You could of course generalize your current measure

\begin{align} S(X) = \frac{\frac{k^{(1/m)}}{k^{(1/n)}} -\frac{\|X\|_m}{\|X\|_n} } {\frac{k^{(1/m)}}{k^{(1/n)}}-1} \end{align}

while preserving your properties you specified.

An interesting special case could be $m = 1, n \to \infty$, in which case the expression simplifies to

\begin{equation} S(X) = \frac{k-\frac{\|X\|_1}{\|X\|_c}}{k-1} \end{equation}

where $c = \infty$, (for some reason, mathjax refused to render when I inserted $\infty$ directly in the fraction)


There is a definition of sparsity, which is used (amongst others) in the compressed sensing literature, see e.g. here.
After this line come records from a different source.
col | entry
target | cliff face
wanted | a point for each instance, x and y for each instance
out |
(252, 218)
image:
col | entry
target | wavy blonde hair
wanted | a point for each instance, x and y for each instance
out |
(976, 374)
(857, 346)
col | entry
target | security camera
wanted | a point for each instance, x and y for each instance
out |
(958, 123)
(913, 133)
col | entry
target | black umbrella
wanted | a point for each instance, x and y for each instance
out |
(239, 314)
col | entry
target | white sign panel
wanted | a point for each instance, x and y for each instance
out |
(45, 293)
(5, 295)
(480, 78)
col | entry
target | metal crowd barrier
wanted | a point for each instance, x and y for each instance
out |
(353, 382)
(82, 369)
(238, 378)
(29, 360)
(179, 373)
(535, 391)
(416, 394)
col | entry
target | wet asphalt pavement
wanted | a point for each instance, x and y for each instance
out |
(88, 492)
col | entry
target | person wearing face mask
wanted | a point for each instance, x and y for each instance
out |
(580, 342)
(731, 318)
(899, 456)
A vector $x\in \mathbb{C}^k$ is called $s$-sparse, if $|| x ||_0 = |\text{supp}(x)| \leq s$, that is, it has at most $s$ non-zero entries. Denote by $\Sigma_s$ the set of all such vectors. Then, the $s$-term approximation error of a vector $x\in \mathbb{C}^k$ is defined as $$ \sigma_s(x)_p = \min_{y\in\Sigma_s} ||x-y||_p. $$

Now this quantity equals $0$, if your vector $x$ is $s$-sparse, and will be greater than $0$ otherwise. Note that you now have two parameters $s$ and $p$ to tune this "measure". Clearly, you get your definition of sparsity if you set $s=1$.
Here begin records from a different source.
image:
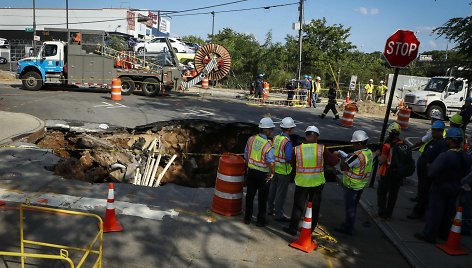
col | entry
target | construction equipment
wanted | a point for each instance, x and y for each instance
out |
(89, 62)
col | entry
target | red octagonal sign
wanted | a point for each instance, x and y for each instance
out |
(401, 48)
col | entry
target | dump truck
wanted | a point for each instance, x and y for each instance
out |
(81, 58)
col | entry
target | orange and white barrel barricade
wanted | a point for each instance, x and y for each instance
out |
(403, 117)
(205, 83)
(347, 120)
(116, 89)
(228, 196)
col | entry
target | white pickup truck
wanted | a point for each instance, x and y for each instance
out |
(442, 93)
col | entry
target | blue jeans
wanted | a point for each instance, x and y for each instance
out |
(351, 199)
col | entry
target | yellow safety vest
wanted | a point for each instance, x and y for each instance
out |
(358, 177)
(281, 165)
(310, 165)
(258, 147)
(423, 146)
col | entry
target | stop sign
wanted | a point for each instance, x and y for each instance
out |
(401, 48)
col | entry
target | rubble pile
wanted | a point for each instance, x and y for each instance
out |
(116, 156)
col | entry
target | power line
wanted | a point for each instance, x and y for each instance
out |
(237, 10)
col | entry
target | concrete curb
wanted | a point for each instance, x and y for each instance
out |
(19, 125)
(390, 233)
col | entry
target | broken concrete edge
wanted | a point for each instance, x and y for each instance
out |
(388, 231)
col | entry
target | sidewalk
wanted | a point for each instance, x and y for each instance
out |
(17, 125)
(401, 230)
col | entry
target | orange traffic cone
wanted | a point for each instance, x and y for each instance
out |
(111, 223)
(304, 241)
(453, 244)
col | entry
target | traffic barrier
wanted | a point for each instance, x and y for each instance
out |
(347, 120)
(111, 223)
(304, 242)
(116, 89)
(228, 196)
(205, 83)
(93, 248)
(453, 244)
(403, 117)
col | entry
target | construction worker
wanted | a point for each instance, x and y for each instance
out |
(331, 103)
(317, 90)
(259, 156)
(420, 145)
(259, 86)
(309, 159)
(391, 160)
(456, 121)
(447, 170)
(291, 87)
(283, 150)
(466, 112)
(369, 89)
(381, 91)
(356, 168)
(433, 148)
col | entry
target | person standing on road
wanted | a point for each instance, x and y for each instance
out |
(369, 89)
(259, 156)
(356, 173)
(381, 91)
(466, 112)
(433, 148)
(283, 150)
(331, 103)
(259, 86)
(310, 159)
(447, 169)
(316, 90)
(396, 163)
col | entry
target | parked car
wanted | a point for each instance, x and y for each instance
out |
(158, 44)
Disclaimer: This post considers the case in which you do not mind some computational effort to get nice sparseness value. For something new, please skip to part 2.

Part 1

I agree with Mikael, that kind of generalization is nice, what's more, with Mikael's formula it is intuitive from where it came from: the most basic notion for vector sparseness would be $$\frac{\text{number of indices $k$ such that }X_k = 0}{\text{total number of indices}}.$$

However, by this definition $\langle 0, 0, \ldots, 0\rangle$ is sparse, but vector $\langle c, c, \ldots, c \rangle$ is not. Still, it is easy to fix it: $$\frac{\text{number of indices on which }X_k - c = 0}{\text{total number of indices}}\,,$$ where $c$ is some average of $X$, e.g. $c = \|X\|_\infty$. The problem with this measure is that it is not easy to count the number of indices. To alleviate for that, we could approximate the number of indices by $\frac{\|X\|_1}{\|X\|_\infty}$. Naturally we need some normalization, and by that we arrive at Mikael's special case: $$\frac{k-\frac{\|X\|_1}{\|X\|_\infty}}{k-1}.$$

But the average we took as an example $x = \|X\|_\infty$ isn't the only one. Similarly we could approximate the number of indices in different fashions: $\frac{\|X\|_m}{\|X\|_n}$ would do for any $m < n$, and the normalization is just $$\frac{\frac{\|C\|_m}{\|C\|_n}-\frac{\|X\|_1}{\|X\|_\infty}}{R_\max-R_\min}, R_\max = \frac{\|C\|_m}{\|C\|_n}, R_\min = \frac{\|D\|_m}{\|D\|_n},$$ where $C = \langle c, c, \ldots, c \rangle$ and $D = \langle c, 0, 0, \ldots, 0 \rangle$ for any $c \neq 0$.

Part 2

Still, this measure is rather weird, because intuitively it more depends on the sizes of the values, than how many different numbers there are. I am not sure that this is a property we would want to have. There is a different measure that can take that into account, i.e. measure based on entropy. Interpreting $X$ as the samples, one can calculate $$ -\sum_i P(X = i) \log_k P(X = i) .$$

To soften this a bit just pick any distribution you want (best specific to your application), e.g. $F_\mu = N(\mu, \sigma^{2})$, set $$F = \frac{1}{k}\sum_i F_{X_i},$$ and then calculate differential entropy ($f$ is the density function of $F$): $$-\int_\mathbb{R} f(x) \ln f(x) \ dx$$ or even better relative entropy if you have some reference measure (e.g. the very same $F_\mu$ adjusted a bit might do the trick). Of course, all this has to be scaled to $[0,1]$ what makes the formulas even nastier, however, in my opinion, it catches the notion of sparseness pretty good. Finally, you can combine the two approaches in infinitely many ways, to get even more sparseness models!